A scanned PDF is created when a physical document — such as a letter, a contract, or an archive document — is scanned with a scanner and saved as a PDF file. Unlike a “born-digital” PDF created directly in Word or InDesign, a scanned PDF contains no machine-readable text — only an image layer.

This means you cannot select, search, or copy text from the document in the usual way. For assistive technologies like screen readers, the document appears as a blank page. This is where OCR technology comes in.

What is OCR?

OCR is an abbreviation for Optical Character Recognition. The technology analyses an image and attempts to identify the characters and words displayed. Modern OCR systems use machine learning and neural networks to achieve high accuracy, even with varying fonts, text directions, and backgrounds.
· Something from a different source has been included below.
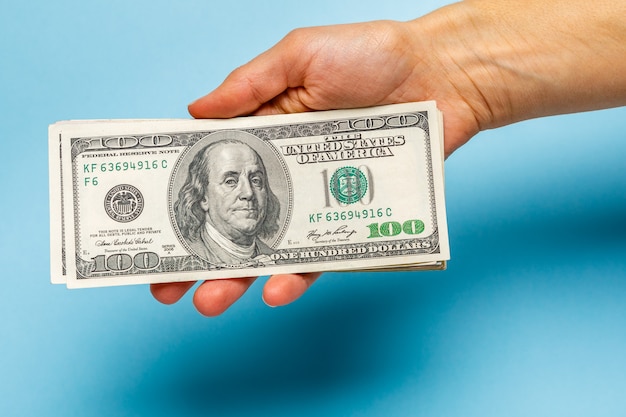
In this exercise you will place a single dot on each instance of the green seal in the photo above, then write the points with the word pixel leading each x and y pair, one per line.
pixel 348 185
OCR is not perfect. Accuracy depends on scan quality, font type, document age, and layout complexity. A clear, well-lit scan of a modern document with standard typefaces can achieve an accuracy rate of over 99% — while handwritten documents, faxes, or low-resolution scans can produce significantly worse results.
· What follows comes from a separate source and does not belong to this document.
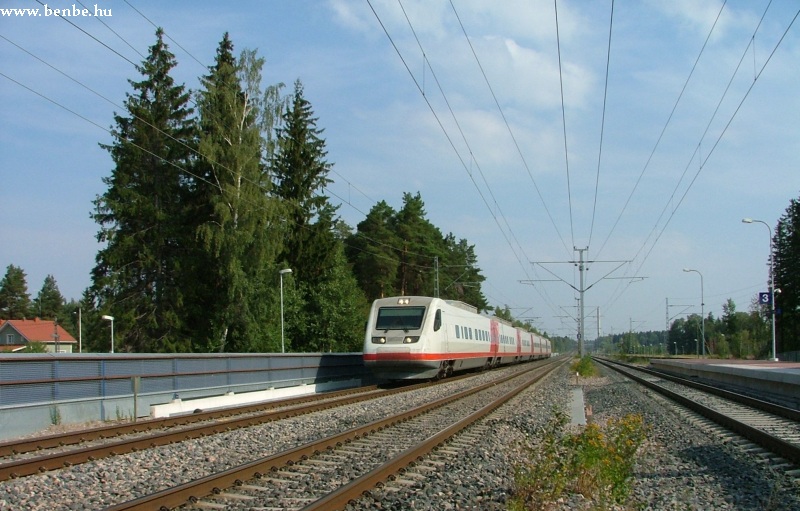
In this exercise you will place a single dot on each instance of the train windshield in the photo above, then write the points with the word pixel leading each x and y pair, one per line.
pixel 400 318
Open Source OCR Directly in the Browser

PDFAccess uses an open-source OCR engine that runs directly in your browser via WebAssembly. No data is sent to a server — all processing happens locally on your device.

Factors Affecting OCR Accuracy

The accuracy of OCR results depends on a number of factors that are useful to understand when working with scanned documents:

Scan resolution: A minimum of 300 DPI is recommended for good OCR. Lower resolution makes recognition conditions more difficult.
Contrast and lighting: Even lighting without shadows and good contrast between text and background gives the best results.
Font type: Standard fonts such as Times New Roman and Arial are recognised better than decorative or handwritten typefaces.
Document age and condition: Older documents with yellowed pages, ink bleed, or tears present greater challenges.
Language model: The OCR engine must use the correct language model for optimal accuracy. PDFAccess supports Danish and English.

Multilingual OCR and Danish Document Processing

Danish is a relatively complex language for OCR, particularly due to the special characters æ, ø, and å. PDFAccess’s OCR engine includes a dedicated Danish language model trained on large amounts of Danish text and handles these special characters correctly.

PDFAccess automatically downloads the required language model the first time the OCR function is used. The model is approximately 10 MB and is needed for correct recognition of Danish text. On subsequent use, the model is cached in the browser and does not need to be downloaded again.

Practical Tips for Better OCR Results

If you want to improve the quality of OCR output from your scanned documents, here are the most important recommendations:

Scan at a minimum of 300 DPI — preferably 400-600 DPI for documents with fine print.
Use black/white or greyscale scanning rather than colour, unless the document contains important colour information.
Avoid scanning at angles — the document should lie flat and straight.
Clean the scanner glass regularly to remove dust and fingerprints.
Consider rescanning documents with low DPI if OCR results are poor.